Когда я поднялся наверх (излишне уточнять, что ступени были темные, истертые, шаткие, скрипучие, добавлю лишь, что такая древесина — просмоленная, выдержанная под многолетней нагрузкой — лучше всего подходит для изготовления музыкальных инструментов… у меня была когда-то виолончель, сделанная именно из такой древесины… очень хорошая виолончель… я перестал играть после экзаменационного концерта Вивальди… через пару лет подарил ее приятельнице из Люблина, которая очень хотела научиться на ней играть… вскоре приятельница уехала в Америку… не знаю, разучила ли она хотя бы гаммы… не знаю также, звучит ли где сейчас эта древесина из львовских ступенек… а если и звучит, то где?… в Люблине?.. в Нью-Йорке… в клипах Apocaliptyky?.. инструменты, как правило, живут дольше, чем люди… даже дольше, чем ступеньки… иногда дольше, чем города… впрочем, я сбился на сентиментальное нытье), так вот, когда я поднялся наверх, какая-то бабка с ужасным выговором — так обычно произносят слова глухие от рождения — спросила, кто мне нужен. Когда я сказал свою фамилию, которую все еще носила моя бывшая-первая-и-последняя жена, — бабка еще минуту всматривалась в мои губы, а потом махнула полиартритной рукой, указывая на конец коридора.

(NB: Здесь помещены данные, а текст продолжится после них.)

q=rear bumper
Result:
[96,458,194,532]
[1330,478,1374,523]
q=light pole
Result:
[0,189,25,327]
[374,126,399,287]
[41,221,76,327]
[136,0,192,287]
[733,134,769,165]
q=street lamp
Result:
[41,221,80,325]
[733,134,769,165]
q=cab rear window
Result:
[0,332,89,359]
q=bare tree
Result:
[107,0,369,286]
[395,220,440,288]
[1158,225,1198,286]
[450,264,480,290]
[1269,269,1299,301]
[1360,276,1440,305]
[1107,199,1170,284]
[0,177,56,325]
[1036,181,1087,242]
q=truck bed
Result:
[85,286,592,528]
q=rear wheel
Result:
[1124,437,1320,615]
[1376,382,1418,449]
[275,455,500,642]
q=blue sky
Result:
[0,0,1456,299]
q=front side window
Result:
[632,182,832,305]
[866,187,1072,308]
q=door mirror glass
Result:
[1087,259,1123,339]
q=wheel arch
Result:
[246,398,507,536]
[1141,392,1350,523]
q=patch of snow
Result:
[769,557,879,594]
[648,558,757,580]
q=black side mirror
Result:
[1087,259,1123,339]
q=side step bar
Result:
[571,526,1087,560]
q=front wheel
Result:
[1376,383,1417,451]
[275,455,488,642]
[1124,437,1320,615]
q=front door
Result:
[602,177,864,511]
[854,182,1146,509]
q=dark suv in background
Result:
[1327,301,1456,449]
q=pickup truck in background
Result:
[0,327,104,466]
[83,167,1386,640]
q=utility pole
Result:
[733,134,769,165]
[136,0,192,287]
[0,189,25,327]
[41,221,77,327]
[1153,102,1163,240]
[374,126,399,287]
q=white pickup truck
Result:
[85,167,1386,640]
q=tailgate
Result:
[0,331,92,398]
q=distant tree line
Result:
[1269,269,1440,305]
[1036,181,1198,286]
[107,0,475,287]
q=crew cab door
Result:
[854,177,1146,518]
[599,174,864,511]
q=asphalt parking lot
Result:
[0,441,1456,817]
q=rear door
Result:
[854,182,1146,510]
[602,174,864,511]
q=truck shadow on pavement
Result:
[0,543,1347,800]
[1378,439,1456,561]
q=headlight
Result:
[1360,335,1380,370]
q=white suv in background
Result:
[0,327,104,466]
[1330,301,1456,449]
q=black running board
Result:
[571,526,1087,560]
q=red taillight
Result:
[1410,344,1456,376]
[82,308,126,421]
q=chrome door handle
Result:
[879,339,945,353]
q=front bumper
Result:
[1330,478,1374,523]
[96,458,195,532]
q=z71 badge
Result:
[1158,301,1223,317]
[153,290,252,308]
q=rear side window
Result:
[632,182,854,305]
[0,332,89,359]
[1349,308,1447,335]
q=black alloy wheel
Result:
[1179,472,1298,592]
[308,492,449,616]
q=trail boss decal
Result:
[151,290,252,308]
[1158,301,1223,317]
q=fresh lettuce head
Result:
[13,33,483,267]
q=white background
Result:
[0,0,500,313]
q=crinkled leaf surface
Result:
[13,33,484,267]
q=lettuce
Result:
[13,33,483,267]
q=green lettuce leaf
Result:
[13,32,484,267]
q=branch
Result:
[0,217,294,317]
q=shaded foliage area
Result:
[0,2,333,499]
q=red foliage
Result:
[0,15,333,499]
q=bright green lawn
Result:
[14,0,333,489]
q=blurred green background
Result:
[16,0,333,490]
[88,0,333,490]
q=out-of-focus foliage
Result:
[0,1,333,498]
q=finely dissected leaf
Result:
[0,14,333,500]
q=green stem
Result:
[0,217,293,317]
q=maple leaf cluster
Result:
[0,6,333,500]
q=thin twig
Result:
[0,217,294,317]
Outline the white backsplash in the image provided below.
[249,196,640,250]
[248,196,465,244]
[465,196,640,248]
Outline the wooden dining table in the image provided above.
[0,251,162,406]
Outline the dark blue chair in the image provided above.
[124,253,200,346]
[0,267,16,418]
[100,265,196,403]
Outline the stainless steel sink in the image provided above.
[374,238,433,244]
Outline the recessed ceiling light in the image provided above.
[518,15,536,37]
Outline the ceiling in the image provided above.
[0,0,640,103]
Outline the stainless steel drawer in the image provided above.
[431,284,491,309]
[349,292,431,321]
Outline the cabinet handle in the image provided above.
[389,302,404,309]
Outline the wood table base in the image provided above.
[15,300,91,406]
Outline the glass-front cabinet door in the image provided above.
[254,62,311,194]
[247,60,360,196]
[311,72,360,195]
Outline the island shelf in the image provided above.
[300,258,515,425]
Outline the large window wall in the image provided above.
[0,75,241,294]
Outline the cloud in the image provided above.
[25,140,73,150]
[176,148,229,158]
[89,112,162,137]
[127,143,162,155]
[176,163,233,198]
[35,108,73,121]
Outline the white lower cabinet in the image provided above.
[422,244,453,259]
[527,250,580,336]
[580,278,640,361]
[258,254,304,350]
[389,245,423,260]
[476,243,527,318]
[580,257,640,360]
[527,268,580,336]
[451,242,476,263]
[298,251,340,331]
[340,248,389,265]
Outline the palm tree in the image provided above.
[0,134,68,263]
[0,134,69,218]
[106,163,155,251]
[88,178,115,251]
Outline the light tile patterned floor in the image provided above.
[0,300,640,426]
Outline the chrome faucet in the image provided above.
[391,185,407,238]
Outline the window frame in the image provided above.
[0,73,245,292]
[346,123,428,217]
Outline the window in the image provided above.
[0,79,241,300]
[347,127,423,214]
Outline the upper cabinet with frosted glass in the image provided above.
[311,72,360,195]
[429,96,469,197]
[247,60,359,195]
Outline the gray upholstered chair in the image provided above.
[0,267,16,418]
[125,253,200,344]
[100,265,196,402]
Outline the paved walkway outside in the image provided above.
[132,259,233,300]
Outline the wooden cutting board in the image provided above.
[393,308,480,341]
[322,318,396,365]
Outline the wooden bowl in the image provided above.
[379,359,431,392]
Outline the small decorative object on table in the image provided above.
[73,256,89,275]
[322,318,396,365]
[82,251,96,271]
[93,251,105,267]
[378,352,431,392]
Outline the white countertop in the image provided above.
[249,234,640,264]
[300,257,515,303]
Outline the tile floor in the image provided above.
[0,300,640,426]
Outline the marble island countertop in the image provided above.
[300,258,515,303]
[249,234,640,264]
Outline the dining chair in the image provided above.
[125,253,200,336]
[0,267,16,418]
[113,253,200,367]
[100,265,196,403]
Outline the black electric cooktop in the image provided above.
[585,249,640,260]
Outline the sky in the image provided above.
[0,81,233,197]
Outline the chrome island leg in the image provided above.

Первое, о чем спросила моя бывшая-первая-и-последняя жена (в дальнейшем мБж): где я собираюсь ночевать?
Комнатка и в самом деле была настолько крохотной, что в ней едва помещалась узкая монашеская койка, шкафчик и стульчик к пианино.
Не переступая порог, я ответил, что нет проблем, в последнее время я часто спал в углу на полу, я привычный, ты же знаешь. И вообще, поехали домой, подумал и не сказал я, ведь никакого дома у меня нет.
МБж промолчала, а сосед-студент, который, очевидно, услышал сквозь тонкую перегородку наш короткий разговор, а затем вынес в коридор сумки, чтоб ехать на выходные к родителям, предложил мне переночевать у него и сразу потянул к себе.
Его пенал мало чем отличался от комнатки мБж, разве вместо стульчика в нем стояла коробка из-под отнюдь не самого лучшего львовского пива “1715”.
В очередной раз убедившись в сердечной доброте обитателей мансард, я спросил у студента, как мне вернуть ему ключи — ведь я не собирался тут задерживаться. “Какие ключи, — удивился он, — у нас нет замков”. И действительно, обернувшись, я увидел на двери лишь туалетный крючок, да и тот едва держался.
Я вернулся сообщить мБж, что проблема ночлега решена, и с удивлением увидел напротив ее койки еще одну точно такую же. Очевидно, предназначенную для меня.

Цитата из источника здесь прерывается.